After the Mass, students ate cupcakes with the school colors of red and white to celebrate Cardinal Hickey’s birthday. Meanwhile, Bishop Knestout blessed the newly hung portrait of Cardinal Hickey at the front of the school, which he said he hoped would be “a regular reminder for students coming and going of the presence and prayer and support of their founder” as well as “a reminder to pray for him."

Bishop Knestout stayed at the school to visit several classrooms, including the Montessori preschool. While he was there, a couple of the students showed him how they dress an altar with the classroom’s small Mass kit, which included a mini chalice and altar cloth.

In another classroom, the bishop dropped by to explain what he wears as a bishop, including a large pectoral cross on a chain, which their founder, Cardinal Hickey, once wore.

“I keep it close to my heart as a reminder of Cardinal Hickey but also a remembrance of my role of bishop,” he said.

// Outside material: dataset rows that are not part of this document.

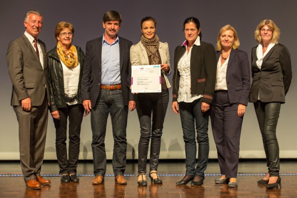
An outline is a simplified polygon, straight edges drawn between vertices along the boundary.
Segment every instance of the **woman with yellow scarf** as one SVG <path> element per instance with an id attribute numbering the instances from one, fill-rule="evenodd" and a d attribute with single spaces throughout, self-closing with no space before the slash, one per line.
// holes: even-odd
<path id="1" fill-rule="evenodd" d="M 50 79 L 51 114 L 56 128 L 56 150 L 62 182 L 77 182 L 80 128 L 84 108 L 80 97 L 80 82 L 85 55 L 73 45 L 72 24 L 62 22 L 55 30 L 57 46 L 47 53 Z M 69 120 L 69 148 L 66 145 Z M 67 155 L 68 157 L 67 157 Z"/>

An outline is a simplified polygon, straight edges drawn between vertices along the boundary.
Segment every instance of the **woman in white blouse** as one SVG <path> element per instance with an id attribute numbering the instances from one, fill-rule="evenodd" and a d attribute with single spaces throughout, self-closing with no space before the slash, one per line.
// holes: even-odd
<path id="1" fill-rule="evenodd" d="M 276 125 L 280 104 L 284 103 L 292 71 L 288 49 L 278 43 L 279 29 L 270 20 L 263 20 L 255 31 L 259 43 L 252 49 L 252 77 L 249 102 L 254 103 L 266 154 L 268 173 L 258 181 L 267 188 L 280 185 L 279 148 Z"/>
<path id="2" fill-rule="evenodd" d="M 250 90 L 247 54 L 239 47 L 235 29 L 229 25 L 222 28 L 217 38 L 217 80 L 210 118 L 222 175 L 215 183 L 230 187 L 237 186 L 241 126 Z"/>
<path id="3" fill-rule="evenodd" d="M 84 113 L 80 82 L 85 56 L 80 47 L 72 44 L 74 34 L 72 24 L 66 22 L 58 24 L 55 30 L 57 46 L 47 53 L 50 110 L 56 128 L 57 158 L 63 182 L 79 181 L 76 168 Z M 66 141 L 68 119 L 69 143 L 67 155 Z"/>
<path id="4" fill-rule="evenodd" d="M 146 160 L 151 141 L 150 173 L 148 176 L 155 184 L 163 181 L 158 173 L 163 124 L 169 102 L 168 88 L 171 86 L 167 78 L 171 72 L 169 49 L 167 43 L 159 41 L 156 34 L 156 21 L 152 17 L 145 17 L 141 22 L 142 35 L 140 41 L 131 47 L 131 65 L 161 65 L 161 86 L 160 93 L 141 93 L 137 94 L 136 109 L 140 126 L 140 137 L 138 146 L 137 183 L 145 186 Z"/>
<path id="5" fill-rule="evenodd" d="M 186 171 L 176 184 L 185 185 L 192 181 L 192 185 L 200 185 L 203 184 L 209 152 L 208 111 L 216 82 L 216 55 L 212 45 L 200 41 L 198 19 L 186 19 L 184 30 L 186 41 L 176 47 L 174 54 L 172 108 L 181 116 Z M 198 159 L 195 168 L 196 131 Z"/>

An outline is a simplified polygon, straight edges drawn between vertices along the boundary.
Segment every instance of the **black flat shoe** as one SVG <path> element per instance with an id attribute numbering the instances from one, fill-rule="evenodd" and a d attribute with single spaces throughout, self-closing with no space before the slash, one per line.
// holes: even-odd
<path id="1" fill-rule="evenodd" d="M 259 180 L 258 181 L 257 181 L 257 183 L 258 184 L 266 184 L 268 182 L 269 182 L 269 179 L 268 180 L 261 179 L 261 180 Z"/>
<path id="2" fill-rule="evenodd" d="M 72 182 L 79 182 L 79 178 L 77 177 L 76 174 L 72 173 L 69 175 L 70 176 L 70 181 Z"/>
<path id="3" fill-rule="evenodd" d="M 152 176 L 151 176 L 152 174 L 157 174 L 157 178 L 155 179 L 153 178 L 152 177 Z M 150 177 L 150 178 L 151 178 L 151 180 L 152 180 L 154 183 L 155 183 L 156 184 L 162 184 L 162 183 L 163 183 L 163 181 L 162 181 L 162 179 L 159 178 L 159 176 L 158 175 L 157 172 L 150 172 L 150 173 L 148 173 L 148 176 Z"/>
<path id="4" fill-rule="evenodd" d="M 176 184 L 178 185 L 186 185 L 189 181 L 192 181 L 194 179 L 194 176 L 195 175 L 185 175 L 182 180 L 176 182 Z"/>
<path id="5" fill-rule="evenodd" d="M 70 181 L 68 174 L 63 174 L 61 177 L 61 181 L 63 183 L 68 183 Z"/>
<path id="6" fill-rule="evenodd" d="M 217 178 L 215 179 L 215 183 L 216 184 L 222 184 L 223 183 L 228 183 L 229 178 L 225 178 L 224 179 L 221 179 L 220 178 Z"/>
<path id="7" fill-rule="evenodd" d="M 203 184 L 203 180 L 205 177 L 200 175 L 195 175 L 195 176 L 196 176 L 201 177 L 202 178 L 199 181 L 194 181 L 194 180 L 192 180 L 192 182 L 191 182 L 191 185 L 201 185 Z M 195 177 L 193 179 L 195 179 Z"/>
<path id="8" fill-rule="evenodd" d="M 140 180 L 140 181 L 138 181 L 137 183 L 139 185 L 141 185 L 141 186 L 145 186 L 147 185 L 147 182 L 146 182 L 146 180 L 143 179 L 143 175 L 145 175 L 145 173 L 140 173 L 138 174 L 138 176 L 141 175 L 141 178 L 142 180 Z"/>
<path id="9" fill-rule="evenodd" d="M 266 185 L 266 188 L 267 189 L 272 189 L 277 187 L 278 185 L 279 185 L 279 187 L 281 188 L 281 183 L 280 182 L 281 180 L 281 179 L 279 176 L 278 178 L 277 178 L 277 180 L 276 180 L 276 182 L 272 183 L 267 183 L 267 184 Z"/>

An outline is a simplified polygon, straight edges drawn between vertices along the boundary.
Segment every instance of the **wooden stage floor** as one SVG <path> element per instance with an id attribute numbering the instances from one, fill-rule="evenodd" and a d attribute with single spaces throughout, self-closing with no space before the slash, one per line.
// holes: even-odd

Jennifer Griffith, the principal of Cardinal Hickey Academy, said the school tries to emphasize service to honor the legacy of their founder, who was dedicated to serving the poor during his time as archbishop. Griffith said the goal of Cardinal Hickey Week is to make sure the students “know exactly who he was.”

In an effort to teach the students about their founder, on Oct. 11, they read “fun facts” about Cardinal Hickey over the PA system every 30 minutes, and drew names of kids out of a hat to receive a pencil bag full of candy. On Oct. 12, a group of students went to help hand out produce with Farming 4 Hunger, an organization that gives fresh food to those in need in Southern Maryland. And on Oct. 14, the school held a “Fall Fest” where kids could have a dress down day if they brought in donations to help the victims of Hurricane Matthew. 

“It is important for them to know the school is named for him because of his love for education,” she said, adding that before he died, Cardinal Hickey said he wanted to be known for his “love of Catholic education and serving the poor.”

“I hope, boys and girls, especially as we celebrate Cardinal Hickey it will make you think about not just the name but the person of Cardinal Hickey,” Father King said at the conclusion of the Oct. 13 Mass. “He had a beautiful love for everyone in our archdiocesan family. …He will always watch over us like a guardian angel."